One of Panitch’s earliest memories is watching the accords on television in the late 1970s. “Until then, all the Arab countries ever did for Israel was try to destroy it,” she told JNS. “To have some optimism coming from one of the major countries was very impactful for me, and I always gave him credit. He was the president. He brokered the deal.”
“There was economic strife while he was president. Interest rates were crazy. He also didn’t get back the American hostages from Iran, which was a loss for him as a president even though they came back right after,” Panitch said. “I think people thought he was a good person even if he wasn’t a great president.”

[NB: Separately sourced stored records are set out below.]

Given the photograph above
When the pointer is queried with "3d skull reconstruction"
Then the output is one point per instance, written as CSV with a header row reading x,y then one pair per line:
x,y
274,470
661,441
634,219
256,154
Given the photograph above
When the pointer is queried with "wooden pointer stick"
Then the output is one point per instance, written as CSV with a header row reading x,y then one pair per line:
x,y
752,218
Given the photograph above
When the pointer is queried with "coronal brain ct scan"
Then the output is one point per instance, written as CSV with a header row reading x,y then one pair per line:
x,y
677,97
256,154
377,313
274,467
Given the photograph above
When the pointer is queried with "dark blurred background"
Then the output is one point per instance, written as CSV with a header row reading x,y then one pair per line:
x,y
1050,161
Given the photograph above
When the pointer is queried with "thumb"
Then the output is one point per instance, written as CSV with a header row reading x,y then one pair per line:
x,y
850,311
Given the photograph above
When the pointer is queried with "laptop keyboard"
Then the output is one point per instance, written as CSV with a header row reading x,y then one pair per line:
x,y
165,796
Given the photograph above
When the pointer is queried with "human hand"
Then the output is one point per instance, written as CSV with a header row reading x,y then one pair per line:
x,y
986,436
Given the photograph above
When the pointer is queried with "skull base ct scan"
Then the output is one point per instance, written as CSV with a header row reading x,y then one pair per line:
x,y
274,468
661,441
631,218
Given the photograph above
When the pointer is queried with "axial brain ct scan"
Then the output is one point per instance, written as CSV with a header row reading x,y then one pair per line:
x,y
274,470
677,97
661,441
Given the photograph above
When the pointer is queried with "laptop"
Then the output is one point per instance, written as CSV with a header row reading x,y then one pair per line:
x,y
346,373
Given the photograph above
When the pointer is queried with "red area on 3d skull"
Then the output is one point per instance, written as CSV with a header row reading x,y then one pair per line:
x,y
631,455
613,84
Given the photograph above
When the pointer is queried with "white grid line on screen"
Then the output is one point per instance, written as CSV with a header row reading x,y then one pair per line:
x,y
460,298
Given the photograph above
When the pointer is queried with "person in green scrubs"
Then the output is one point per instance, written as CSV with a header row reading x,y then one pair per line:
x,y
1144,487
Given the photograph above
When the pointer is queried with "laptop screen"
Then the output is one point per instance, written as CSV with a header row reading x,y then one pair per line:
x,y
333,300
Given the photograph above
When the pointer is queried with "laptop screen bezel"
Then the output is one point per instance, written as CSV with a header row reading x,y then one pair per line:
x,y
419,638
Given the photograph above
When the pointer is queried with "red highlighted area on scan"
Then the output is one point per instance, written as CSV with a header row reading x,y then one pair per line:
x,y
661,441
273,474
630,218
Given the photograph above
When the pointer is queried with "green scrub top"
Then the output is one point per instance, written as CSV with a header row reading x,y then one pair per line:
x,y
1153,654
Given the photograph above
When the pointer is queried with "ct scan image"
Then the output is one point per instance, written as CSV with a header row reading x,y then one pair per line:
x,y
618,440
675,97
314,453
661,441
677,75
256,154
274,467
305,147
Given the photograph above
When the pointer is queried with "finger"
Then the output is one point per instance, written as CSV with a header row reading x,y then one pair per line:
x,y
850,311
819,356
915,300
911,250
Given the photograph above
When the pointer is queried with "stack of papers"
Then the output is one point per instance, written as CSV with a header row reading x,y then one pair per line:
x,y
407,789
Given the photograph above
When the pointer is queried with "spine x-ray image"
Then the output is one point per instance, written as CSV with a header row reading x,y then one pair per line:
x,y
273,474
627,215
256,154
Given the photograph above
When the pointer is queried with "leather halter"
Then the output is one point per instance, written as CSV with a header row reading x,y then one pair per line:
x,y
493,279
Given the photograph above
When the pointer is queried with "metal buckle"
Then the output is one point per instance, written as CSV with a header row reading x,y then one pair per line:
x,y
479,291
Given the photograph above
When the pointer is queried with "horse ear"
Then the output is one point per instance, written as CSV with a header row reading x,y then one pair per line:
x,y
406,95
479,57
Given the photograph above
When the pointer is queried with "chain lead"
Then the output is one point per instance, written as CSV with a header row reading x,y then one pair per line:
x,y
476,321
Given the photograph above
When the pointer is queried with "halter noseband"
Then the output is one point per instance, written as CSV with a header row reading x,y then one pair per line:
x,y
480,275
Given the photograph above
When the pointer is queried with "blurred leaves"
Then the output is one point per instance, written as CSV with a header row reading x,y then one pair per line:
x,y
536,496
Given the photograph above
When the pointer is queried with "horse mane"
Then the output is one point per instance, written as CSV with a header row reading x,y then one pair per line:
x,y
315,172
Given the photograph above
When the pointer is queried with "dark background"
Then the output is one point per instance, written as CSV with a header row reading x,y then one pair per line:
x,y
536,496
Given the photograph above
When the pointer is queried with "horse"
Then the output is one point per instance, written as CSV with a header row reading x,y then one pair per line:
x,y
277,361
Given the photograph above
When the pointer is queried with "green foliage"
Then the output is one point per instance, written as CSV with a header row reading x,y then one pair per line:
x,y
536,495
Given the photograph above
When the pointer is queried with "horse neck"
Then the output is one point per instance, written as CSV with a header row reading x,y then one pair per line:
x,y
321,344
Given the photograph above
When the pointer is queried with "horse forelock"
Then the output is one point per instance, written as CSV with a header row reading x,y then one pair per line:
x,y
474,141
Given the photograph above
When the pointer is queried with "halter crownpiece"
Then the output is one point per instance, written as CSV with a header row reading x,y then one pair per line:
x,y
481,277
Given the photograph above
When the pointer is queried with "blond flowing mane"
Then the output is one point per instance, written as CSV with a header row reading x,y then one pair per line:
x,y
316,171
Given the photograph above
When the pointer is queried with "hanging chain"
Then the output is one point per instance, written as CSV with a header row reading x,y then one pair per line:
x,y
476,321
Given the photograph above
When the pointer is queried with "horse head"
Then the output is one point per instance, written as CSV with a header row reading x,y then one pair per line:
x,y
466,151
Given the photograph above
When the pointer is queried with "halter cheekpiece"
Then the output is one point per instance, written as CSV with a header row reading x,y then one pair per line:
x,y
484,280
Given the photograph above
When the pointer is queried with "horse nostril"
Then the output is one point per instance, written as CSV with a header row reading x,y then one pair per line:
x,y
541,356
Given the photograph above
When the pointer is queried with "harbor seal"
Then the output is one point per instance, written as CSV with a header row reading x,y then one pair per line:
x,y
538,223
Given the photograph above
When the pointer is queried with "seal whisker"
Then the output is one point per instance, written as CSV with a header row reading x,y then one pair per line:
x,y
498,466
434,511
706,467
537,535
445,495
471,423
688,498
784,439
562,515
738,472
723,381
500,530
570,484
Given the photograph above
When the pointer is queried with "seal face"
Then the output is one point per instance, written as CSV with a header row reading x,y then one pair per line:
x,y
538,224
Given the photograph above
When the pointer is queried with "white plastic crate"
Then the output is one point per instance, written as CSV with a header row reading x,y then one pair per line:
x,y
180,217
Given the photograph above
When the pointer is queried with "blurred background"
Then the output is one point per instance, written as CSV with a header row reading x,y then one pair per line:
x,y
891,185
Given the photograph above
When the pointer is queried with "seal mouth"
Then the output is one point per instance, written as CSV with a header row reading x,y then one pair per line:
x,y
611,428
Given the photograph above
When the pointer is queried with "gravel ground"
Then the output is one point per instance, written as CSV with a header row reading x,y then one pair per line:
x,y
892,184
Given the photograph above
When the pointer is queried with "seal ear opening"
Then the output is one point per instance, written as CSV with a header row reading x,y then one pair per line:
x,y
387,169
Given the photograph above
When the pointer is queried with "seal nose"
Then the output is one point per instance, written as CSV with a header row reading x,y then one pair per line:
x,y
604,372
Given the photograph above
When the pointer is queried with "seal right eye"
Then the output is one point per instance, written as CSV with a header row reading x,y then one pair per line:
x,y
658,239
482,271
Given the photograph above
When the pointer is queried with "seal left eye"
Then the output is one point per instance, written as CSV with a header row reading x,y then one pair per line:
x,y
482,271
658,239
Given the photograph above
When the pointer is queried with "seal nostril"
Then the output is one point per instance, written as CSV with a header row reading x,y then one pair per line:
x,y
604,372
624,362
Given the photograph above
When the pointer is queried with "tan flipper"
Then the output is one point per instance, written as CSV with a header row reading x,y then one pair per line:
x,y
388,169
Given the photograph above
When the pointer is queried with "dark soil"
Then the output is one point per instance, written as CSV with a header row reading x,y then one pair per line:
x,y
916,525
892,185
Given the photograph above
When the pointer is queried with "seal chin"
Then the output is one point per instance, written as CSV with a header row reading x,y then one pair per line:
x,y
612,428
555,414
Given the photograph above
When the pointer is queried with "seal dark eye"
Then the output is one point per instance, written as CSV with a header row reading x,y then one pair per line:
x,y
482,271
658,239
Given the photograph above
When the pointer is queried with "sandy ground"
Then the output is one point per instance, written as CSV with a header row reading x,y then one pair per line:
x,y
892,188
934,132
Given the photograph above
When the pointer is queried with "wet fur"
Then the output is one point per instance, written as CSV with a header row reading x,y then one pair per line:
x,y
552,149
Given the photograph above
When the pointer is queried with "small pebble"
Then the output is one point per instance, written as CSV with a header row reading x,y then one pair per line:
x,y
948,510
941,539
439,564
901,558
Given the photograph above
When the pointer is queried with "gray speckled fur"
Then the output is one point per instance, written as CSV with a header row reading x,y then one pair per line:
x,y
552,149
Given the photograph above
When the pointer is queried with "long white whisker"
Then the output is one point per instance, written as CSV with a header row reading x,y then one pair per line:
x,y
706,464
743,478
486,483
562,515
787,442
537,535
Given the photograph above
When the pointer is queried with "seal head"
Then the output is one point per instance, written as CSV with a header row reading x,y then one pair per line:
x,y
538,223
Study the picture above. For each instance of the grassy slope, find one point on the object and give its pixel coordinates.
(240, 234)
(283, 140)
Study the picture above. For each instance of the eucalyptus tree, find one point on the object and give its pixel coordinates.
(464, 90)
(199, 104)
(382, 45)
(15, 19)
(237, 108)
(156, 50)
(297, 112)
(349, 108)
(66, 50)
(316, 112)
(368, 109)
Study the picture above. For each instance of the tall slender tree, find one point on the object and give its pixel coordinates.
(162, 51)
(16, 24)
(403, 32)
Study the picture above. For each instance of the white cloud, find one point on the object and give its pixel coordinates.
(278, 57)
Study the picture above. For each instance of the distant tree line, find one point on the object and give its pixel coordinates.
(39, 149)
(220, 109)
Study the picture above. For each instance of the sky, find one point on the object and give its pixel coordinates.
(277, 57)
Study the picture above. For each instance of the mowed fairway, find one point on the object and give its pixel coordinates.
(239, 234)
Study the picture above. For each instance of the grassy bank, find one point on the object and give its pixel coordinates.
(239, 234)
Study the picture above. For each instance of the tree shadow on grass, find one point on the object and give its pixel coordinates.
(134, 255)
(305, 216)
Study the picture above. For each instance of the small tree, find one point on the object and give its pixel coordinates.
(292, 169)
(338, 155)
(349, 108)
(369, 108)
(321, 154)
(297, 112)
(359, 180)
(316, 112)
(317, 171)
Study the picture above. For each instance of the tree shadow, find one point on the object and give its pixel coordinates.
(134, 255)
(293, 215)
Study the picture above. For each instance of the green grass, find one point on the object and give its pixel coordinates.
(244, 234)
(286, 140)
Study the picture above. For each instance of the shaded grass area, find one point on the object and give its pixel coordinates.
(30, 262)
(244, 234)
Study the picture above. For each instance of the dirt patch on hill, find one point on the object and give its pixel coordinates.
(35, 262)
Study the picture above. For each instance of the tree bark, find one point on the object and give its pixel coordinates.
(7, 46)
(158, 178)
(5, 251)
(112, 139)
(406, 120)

“You want somebody who’s got character,” she added. “But then when he wrote his book, even though he later apologized for some of it, the damage was done with that title. And even though he later claimed ‘apartheid’ wasn’t what Israel was at the time, he was concerned it would be in the future.”
“The damage was done the moment that book came out,” Panitch told JNS. “He gave cover, even though that’s not what he said he meant, for every antisemite to now say, ‘Look, a president agrees with us.’ That is a challenge. We are still living with the impact of today.”
Carter did both “great things” and “also really did terrible things by the Jewish community,” according to the Georgia lawmaker.
“He has a complicated legacy. I certainly didn’t want to pile on on the day he died. He’s a man who had a significant impact on everyone’s life, for better or worse, and towards the end of his life, he did really good things for a lot of people,” she said. “I think, on balance, he’ll be remembered well by most people, but maybe not by the Jewish community.”